I thought being in a wheelchair would be the easiest for reporting, until I went to get a drink.
Once I poured my lemonade, I held my cup in my right hand and rolled my left wheel forward. But instead, I just ended up going in circles and bumping into other people. I had to ask my table care assistant, Meghan Schoeller, junior education major, to help roll me back to the table.
On Oct. 18 at 4 p.m., the Office for Students with Disabilities (OSD) and the Owls Supporting Diversity Club (OSDC) hosted their annual “a Taste of Disability Dinner” in the Student Union’s Grand Palm Room, where, in exchange for dinner, you were able to be disabled.
There was four disabilities to choose from — be blind, hearing impaired, have your dominant hand in a sling, or be paralyzed from waist down in a wheelchair.
Shawn Friedkin, a 48-year-old businessman who has been paralyzed from waist down for 20 years, was a guest speaker. Friedkin magnified the room with his life story and the challenges he overcame as a young, disabled person.
“I never really thought about it,” Friedkin said. “Things like going over to a friend’s house with my wife for dinner and not being able to get in their house or into a bathroom. It was a real wake-up call.”

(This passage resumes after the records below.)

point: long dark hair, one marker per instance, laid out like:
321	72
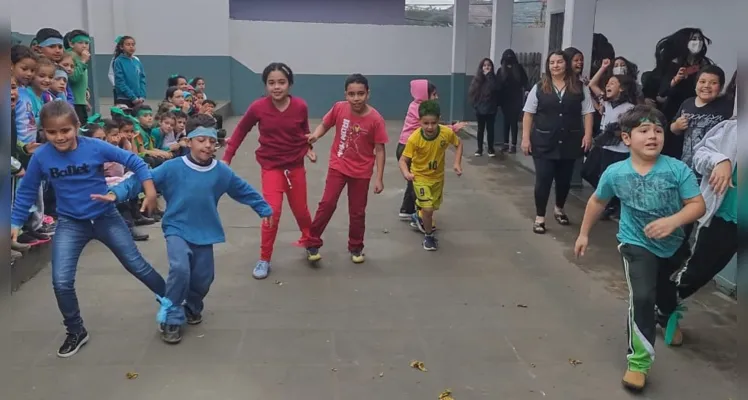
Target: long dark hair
675	47
482	85
119	46
573	84
509	58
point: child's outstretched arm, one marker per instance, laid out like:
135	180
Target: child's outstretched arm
244	193
26	196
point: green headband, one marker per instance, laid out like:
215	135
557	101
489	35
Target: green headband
80	39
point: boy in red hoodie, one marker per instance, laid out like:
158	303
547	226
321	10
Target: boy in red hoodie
283	122
421	90
360	136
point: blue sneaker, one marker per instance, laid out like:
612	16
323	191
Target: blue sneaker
430	243
262	269
417	223
312	254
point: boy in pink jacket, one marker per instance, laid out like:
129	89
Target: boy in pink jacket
421	90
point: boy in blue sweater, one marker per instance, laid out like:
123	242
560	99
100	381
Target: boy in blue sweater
74	166
192	185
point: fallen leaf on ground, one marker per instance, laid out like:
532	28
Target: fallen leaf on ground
419	365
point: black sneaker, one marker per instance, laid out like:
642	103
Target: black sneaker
171	334
73	342
192	318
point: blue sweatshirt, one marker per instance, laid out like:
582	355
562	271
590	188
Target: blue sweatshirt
74	175
192	192
129	78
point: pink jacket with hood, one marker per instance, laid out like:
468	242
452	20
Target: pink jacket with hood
419	89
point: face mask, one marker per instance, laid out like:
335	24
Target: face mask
694	46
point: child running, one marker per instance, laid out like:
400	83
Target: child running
425	153
191	224
360	136
73	165
283	122
421	90
658	195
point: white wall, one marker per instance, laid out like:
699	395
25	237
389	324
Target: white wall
634	33
377	49
160	27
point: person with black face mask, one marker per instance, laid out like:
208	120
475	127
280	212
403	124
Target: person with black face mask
513	83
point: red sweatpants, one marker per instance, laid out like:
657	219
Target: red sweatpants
358	194
275	182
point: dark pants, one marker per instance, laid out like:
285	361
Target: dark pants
511	124
486	123
82	112
650	289
609	157
191	272
716	245
71	237
408	205
546	172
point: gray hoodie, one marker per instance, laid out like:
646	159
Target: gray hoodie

After his speech, our table was called to the buffet line, which was filled with things like cheese ravioli, salad and chicken.
Students with blindfolds were smelling the food to find out what it was. Others with their dominant hand in slings, as if it’s broken, just made a mess trying to serve themselves. On my wheelchair, I was too short to even see what the food options were, so I had to ask what was on each tray, and for table care assistant, Meghan Schoeller, to help me put the cheese ravioli on my plate.
Back at our table, Andrew Baker, moderator and a graduate assistant for the OSD, asked us how our disability for the evening affected us so far.
Jacobi Rose, a senior communications major, chose being hearing impaired as his disability.
“It’s hard because you realize you don’t mean to offend people,” he said. “But people kind of get anxious and upset when you can’t hear them and it’s not really your fault.”
After the dinner, each person picked up an envelope with a task to complete in it that depended on their disability.
That’s when students with their dominant arms in a sling had to open the envelope with their non-dominant hand. Some students in wheelchairs had trouble retrieving toilet paper in the restroom. John Smith, a senior public communications major, said this was his hardest struggle in a wheelchair.
“I thought the best strategy was for me to gain a lot of momentum and ram into it,” Smith said. “And it worked.”
Alexander Bembry, a senior health administration major, was in a wheelchair and enjoyed his experience. “It’s something you might not think about in your daily life,” he said.
“But just being able to get into that social setting and being able to do those things, it brings attention to the little smaller things that you don’t think about.”